広島・佐々岡真司投手コーチ(52)が7日、広島の新監督に就任した。監督要請を受諾し、推定7000万円の単年契約を結んだ。背番号は「88」。マツダスタジアムで記者会見に臨み、カープ伝統の守り勝つ野球に佐々岡色を加えると宣言。投手、野手が一体となって、来季のV奪回と日本一を目指す。

 カメラのシャッター音が響き渡る中、赤いネクタイを締めた佐々岡新監督が会見場に腰を下ろし、やや緊張した面持ちで「このたび広島東洋カープの監督をすることになりました、佐々岡です」とあいさつ。V奪回と日本一を誓うと、「全身全霊を込めて務めさせていただきます」と力強く抱負を語った。

 4日に球団から監督就任要請を受け、一晩悩んだ。「本当にありがたい」という感謝と「自分でいいのか」という不安。広島ひと筋23年。“カープ愛”が不安を打ち消してくれた。

 「プロ野球界でもそんなにできない仕事。まして好きな球団でできるという喜びの方が自分の中にあります。この球団にまだまだ恩返ししたいと。監督をしっかりとやっていきたいと思います」

 最愛の家族も背中を押してくれた。自宅で監督要請を告げると、妻、息子、娘は「冗談じゃないの!?」とびっくり。それでも覚悟を決めた瞬間から「どんなことがあろうと、何を言われようと家族はしっかり守る。応援するよ」。佐々岡家の主として、奮い立たないはずがなかった。

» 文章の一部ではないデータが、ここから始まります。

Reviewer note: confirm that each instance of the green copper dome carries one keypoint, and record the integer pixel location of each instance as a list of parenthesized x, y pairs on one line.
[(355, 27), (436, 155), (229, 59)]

 新監督が掲げる野球はシンプルだ。「野球というのは1人でできるもんじゃない。投手は野手に助けられ、野手も投手のためという気持ちでね」。カープ伝統の「投手を中心とした守り勝つ野球」を継承しつつ、「みんなで1つの目標に向かって勝った喜び負けた悔しさを味わう。愛されるチームにしたい」。明るく、厳しく。真っ白なキャンバスに佐々岡色を加えていく。

 投打の課題には勝ちパターン継投の構築とクリーンアップの固定、長打による得点力不足解消を挙げた。キーマンには「大瀬良、会沢、菊池涼、鈴木」を指名。球団では1967年長谷川良平監督以来の投手出身監督も「コミュニケーションを取りながらやるのが自分のスタイル」と穏やかに言った。どんな逆風も荒波も乗り越える。9日に始まる秋季練習から「佐々岡丸」が勇ましく出航する。